DDS besteedt aandacht aan de weigering van Minister Yeşilgöz (Justitie en Veiligheid) om in actie te komen tegen de lijst met critici van Oekraïne die is opgesteld door de organisatie Myrotvorets. Plaatsing op die lijst is op zijn minst intimiderend, maar waarschijnlijker nog, bedreigend. Op de site van Myrotvorets staan namen van Westerse politici en journalisten, waaronder die van Thierry Baudet.
Waarom wil de minister geen actie ondernemen om een Nederlands staatsburger, een politicus van de parlementaire oppositie bovendien, van die lijst te krijgen? Freek Jansen (FVD) vroeg het aan de minister en hij kreeg ook een antwoord.
Jansen vroeg: “Bent u bereid om tot het uiterste te gaan om Baudet van deze ‘vijandenlijst’ af te krijgen en zo zijn vrijheid van meningsuiting als democratisch gekozen volksvertegenwoordiger te waarborgen?”
Het antwoord van de minister luidt ontkennend, waarbij zij als reden opvoert het private karakter van de organisatie die de lijst heeft opgesteld. Het is misschien van belang het onthutsende antwoord van de minister in haar eigen bewoordingen weer te geven: “Het gaat om een ‘vijandenlijst’ die is opgesteld door een organisatie die los staat van de Oekraïense autoriteiten of het leiderschap. Het is niet aan mij om hier actie op te ondernemen.”
Ongelooflijk natuurlijk. Dus als een Russische maffiaorganisatie in het openbaar een prijs zou stellen op het hoofd van een Nederlandse politicus dan zou de Nederlandse staat helemaal geen enkele actie ondernemen. Immers die maffiaorganisatie is niet de Russische staat.
Of wacht, wordt misschien een onderscheid gemaakt tussen Oekraïne en Rusland? Of tussen Baudet en een willekeurige andere politicus? Zou in het geval van een Russische vijandenlijst ineens wel de ambassadeur van het betreffende land worden ontboden? Immers Oekraïne = vriend. Rusland = vijand. Zelenski vriend, Poetin vijand. Zit het zo?
De botte bijl van de minister
Het botte antwoord van de minister schept een enorm veiligheidsrisico voor Nederlandse parlementariërs die niet in de lijn lopen met de plannen van buitenlandse agressors. Het is in wezen een ondermijning van de parlementaire opdracht tot het leveren van kritiek. Misschien is dat ook precies de bedoeling van de minister, maar dan zou dat wel heel cynisch zijn. Het is ook volledig in strijd met het beleid van haar eigen ministerie en van het Openbaar Ministerie, waarvoor zij de eindverantwoordelijkheid draagt.

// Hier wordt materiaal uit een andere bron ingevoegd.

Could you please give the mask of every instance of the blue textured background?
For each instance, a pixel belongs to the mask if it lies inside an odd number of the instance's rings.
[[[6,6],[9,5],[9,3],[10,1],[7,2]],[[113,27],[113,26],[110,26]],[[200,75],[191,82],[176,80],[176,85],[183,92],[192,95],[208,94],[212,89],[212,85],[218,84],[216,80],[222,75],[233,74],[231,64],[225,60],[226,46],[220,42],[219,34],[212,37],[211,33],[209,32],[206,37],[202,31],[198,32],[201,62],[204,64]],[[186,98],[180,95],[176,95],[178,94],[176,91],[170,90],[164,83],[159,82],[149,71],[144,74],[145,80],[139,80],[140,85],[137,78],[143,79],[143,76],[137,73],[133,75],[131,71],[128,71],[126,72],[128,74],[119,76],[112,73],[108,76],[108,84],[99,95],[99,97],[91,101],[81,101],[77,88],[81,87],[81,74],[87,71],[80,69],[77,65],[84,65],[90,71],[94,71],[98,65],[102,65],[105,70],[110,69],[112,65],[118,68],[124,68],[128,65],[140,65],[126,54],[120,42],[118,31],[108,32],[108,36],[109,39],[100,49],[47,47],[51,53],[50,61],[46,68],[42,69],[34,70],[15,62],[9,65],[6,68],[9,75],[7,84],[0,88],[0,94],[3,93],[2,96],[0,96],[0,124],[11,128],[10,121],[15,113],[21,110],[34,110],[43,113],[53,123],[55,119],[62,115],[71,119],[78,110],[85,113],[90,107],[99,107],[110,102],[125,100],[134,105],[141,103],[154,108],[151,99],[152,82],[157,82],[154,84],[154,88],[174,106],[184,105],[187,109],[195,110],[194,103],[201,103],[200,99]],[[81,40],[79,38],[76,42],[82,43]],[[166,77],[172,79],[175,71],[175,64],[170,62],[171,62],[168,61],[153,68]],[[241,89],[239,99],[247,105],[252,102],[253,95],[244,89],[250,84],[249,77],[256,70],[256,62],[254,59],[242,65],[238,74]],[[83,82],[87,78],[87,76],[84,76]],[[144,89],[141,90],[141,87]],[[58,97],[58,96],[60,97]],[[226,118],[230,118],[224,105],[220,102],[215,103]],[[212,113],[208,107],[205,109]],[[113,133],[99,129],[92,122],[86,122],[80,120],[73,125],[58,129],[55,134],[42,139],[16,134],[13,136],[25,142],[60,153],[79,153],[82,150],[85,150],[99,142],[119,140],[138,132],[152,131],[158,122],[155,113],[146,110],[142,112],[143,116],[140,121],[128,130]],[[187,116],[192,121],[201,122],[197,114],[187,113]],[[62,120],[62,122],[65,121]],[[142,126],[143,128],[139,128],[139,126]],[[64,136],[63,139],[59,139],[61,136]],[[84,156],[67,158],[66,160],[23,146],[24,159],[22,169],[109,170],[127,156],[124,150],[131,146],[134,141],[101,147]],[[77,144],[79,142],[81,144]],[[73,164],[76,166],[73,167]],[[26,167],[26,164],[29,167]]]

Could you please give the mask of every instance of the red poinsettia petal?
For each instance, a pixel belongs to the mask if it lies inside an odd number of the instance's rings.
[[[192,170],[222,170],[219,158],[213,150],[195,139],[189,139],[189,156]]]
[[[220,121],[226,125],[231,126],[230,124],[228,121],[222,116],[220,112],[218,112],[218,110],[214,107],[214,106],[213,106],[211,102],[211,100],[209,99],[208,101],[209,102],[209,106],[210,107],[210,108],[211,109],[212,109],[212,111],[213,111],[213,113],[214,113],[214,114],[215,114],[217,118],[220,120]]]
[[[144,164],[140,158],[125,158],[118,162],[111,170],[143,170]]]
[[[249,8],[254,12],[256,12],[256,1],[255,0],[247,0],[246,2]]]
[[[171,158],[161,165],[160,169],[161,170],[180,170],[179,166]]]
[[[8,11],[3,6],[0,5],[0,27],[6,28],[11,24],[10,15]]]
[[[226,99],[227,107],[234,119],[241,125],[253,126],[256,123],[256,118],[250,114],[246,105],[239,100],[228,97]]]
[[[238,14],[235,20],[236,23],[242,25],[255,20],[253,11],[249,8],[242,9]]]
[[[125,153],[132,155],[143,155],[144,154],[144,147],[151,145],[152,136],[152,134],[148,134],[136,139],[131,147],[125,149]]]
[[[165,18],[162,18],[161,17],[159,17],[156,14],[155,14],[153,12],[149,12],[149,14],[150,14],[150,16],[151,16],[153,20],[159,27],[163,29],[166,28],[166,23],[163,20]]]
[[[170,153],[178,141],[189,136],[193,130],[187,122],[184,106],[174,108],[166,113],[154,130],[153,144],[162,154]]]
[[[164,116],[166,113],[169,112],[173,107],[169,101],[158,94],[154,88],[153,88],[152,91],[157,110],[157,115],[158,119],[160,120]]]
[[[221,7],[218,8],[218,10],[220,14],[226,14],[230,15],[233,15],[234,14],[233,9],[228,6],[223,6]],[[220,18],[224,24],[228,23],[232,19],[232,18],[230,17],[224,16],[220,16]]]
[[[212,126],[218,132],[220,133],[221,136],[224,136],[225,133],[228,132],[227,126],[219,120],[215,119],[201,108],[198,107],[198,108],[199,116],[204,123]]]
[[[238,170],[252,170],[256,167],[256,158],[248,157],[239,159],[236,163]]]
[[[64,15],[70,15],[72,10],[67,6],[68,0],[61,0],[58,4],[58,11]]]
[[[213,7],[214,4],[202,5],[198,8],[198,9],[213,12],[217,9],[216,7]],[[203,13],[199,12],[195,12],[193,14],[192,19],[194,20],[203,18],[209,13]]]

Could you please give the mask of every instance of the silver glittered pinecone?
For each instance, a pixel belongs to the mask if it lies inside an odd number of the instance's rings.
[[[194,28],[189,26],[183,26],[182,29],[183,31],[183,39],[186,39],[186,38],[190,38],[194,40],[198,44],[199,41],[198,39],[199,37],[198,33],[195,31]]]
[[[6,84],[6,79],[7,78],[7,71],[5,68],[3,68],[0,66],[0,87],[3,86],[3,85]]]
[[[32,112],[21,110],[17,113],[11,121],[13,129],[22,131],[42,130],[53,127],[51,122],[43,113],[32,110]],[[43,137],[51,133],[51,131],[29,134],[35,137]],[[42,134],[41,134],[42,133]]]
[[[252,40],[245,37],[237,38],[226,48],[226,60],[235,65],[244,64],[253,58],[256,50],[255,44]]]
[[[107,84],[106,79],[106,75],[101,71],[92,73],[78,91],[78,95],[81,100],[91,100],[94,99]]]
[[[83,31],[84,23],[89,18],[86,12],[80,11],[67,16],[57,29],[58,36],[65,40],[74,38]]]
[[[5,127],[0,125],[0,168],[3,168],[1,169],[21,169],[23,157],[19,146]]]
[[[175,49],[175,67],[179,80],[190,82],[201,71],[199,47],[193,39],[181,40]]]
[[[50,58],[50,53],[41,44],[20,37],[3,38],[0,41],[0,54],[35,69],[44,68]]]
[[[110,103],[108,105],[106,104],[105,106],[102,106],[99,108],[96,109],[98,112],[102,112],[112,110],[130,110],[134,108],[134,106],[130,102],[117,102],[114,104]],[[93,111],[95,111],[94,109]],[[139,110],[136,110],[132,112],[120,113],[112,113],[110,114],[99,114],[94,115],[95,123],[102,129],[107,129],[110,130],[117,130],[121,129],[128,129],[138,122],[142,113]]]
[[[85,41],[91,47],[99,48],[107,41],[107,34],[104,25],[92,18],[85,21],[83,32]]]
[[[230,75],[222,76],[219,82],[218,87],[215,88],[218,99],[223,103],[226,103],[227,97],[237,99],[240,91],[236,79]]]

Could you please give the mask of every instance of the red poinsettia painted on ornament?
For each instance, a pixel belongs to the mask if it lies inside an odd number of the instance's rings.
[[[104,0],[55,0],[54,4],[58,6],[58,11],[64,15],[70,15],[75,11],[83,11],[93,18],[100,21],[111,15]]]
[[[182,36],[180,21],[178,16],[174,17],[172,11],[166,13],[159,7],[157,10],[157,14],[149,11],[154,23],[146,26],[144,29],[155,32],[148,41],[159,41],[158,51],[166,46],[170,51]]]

Iets over de consistentie van het beleid: onlangs is het Openbaar Ministerie in actie gekomen tegen een Pakistaanse cricketspeler die een prijs had gezet op het hoofd van Geert Wilders, Khalid Latif. Latif is vervolgd door het Nederlandse OM en veroordeeld door een Nederlandse rechter. De stelling dat Nederland alleen maar in actie kan/moet komen als de bedreigende organisatie een vreemde staat is, is dus onzinnig. Latif is ook een private persoon, net als Myrotvorets.

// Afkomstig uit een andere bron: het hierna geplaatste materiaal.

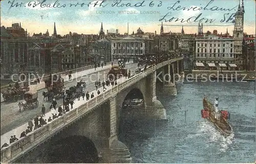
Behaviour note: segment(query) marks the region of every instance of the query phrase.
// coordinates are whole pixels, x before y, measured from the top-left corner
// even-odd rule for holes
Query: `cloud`
[[[97,10],[97,8],[100,7],[100,6],[99,5],[97,5],[94,7],[94,4],[96,3],[98,3],[98,4],[99,4],[102,3],[102,1],[94,1],[91,3],[91,4],[92,5],[90,5],[89,6],[88,10],[79,10],[77,12],[77,14],[82,16],[96,14],[96,11]]]
[[[27,9],[31,10],[47,10],[54,9],[53,8],[47,7],[46,6],[44,8],[42,8],[40,6],[40,1],[31,1],[25,5],[26,8]],[[54,3],[51,4],[51,6],[53,6]],[[33,7],[34,6],[34,7]]]

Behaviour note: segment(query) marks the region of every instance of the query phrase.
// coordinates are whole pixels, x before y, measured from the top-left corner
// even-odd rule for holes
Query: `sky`
[[[139,27],[144,32],[155,32],[156,31],[157,33],[159,34],[161,22],[163,22],[164,32],[170,31],[180,32],[182,26],[183,26],[185,33],[196,33],[198,31],[198,21],[201,20],[204,32],[217,30],[218,33],[224,33],[227,28],[228,32],[232,34],[232,21],[226,21],[229,16],[236,13],[239,4],[239,0],[180,0],[179,2],[163,0],[154,1],[153,3],[151,3],[152,1],[145,0],[143,2],[141,0],[105,0],[104,2],[4,0],[1,2],[1,26],[11,27],[12,24],[20,22],[22,27],[27,29],[30,34],[45,33],[48,29],[51,35],[53,33],[53,25],[55,22],[57,33],[63,35],[70,32],[84,34],[97,34],[100,31],[101,22],[105,33],[106,30],[109,32],[115,32],[116,29],[118,29],[120,34],[124,34],[127,32],[129,22],[130,34],[133,31],[136,33]],[[116,2],[119,3],[117,5]],[[59,4],[59,8],[56,7],[58,3]],[[71,4],[77,5],[77,3],[80,5],[70,7]],[[84,5],[82,5],[83,3]],[[88,5],[89,3],[92,5]],[[254,0],[244,0],[244,32],[248,34],[255,34],[255,3]],[[96,5],[94,5],[95,4]],[[34,4],[38,5],[33,7]],[[179,8],[179,6],[180,6]],[[226,10],[216,11],[221,8]],[[190,9],[188,10],[189,8]],[[211,11],[210,9],[214,11]],[[224,15],[225,21],[223,21]],[[191,17],[188,20],[189,23],[186,21]],[[198,17],[197,21],[194,22],[196,21],[197,17]],[[173,19],[169,21],[172,17],[180,20],[175,22],[176,19]],[[181,22],[182,18],[183,22]],[[206,22],[206,19],[214,21]]]

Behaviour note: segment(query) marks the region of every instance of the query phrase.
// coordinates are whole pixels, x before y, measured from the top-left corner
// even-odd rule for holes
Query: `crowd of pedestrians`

Jansen had deze uitvlucht van de minister waarschijnlijk voorzien en hij had dus ook de volgende vraag gesteld: “Bent u bereid om in bilateraal overleg met Oekraïne, dat de laatste tijd veelvuldig plaatsvindt, erop aan te dringen dat Zelensky en zijn kabinet zich ten volste inspannen om Baudet van de ‘vijandenlijst’ te krijgen?”
Private vijandenlijsten
De minister volhardt vervolgens in haar standpunt en maakt het zelfs nog erger door een algemene beleidslijn te formuleren: “Er is in dit geval sprake van een organisatie in Oekraïne die los staat van de Oekraïense autoriteiten of het leiderschap. Het is niet aan mij of het kabinet om het functioneren van een organisatie in Oekraïne aan de kaak te stellen in bilaterale gesprekken met president Zelensky of andere leden van zijn kabinet. Andersom zouden wij dat ook niet accepteren.”
Even over de laatste zin van het antwoord van de minister. Dus als een pro-Russische maffiaorganisatie die in Nederland is gevestigd een openbare doodsbedreiging richting Zelensky ventileert en Zelensky verzoekt Nederland om hulp dan zou hij volgens de logica van de minister te horen krijgen: “Sorry Volodymyr, dit zijn private criminelen. Daar kunnen wij niks aan doen”.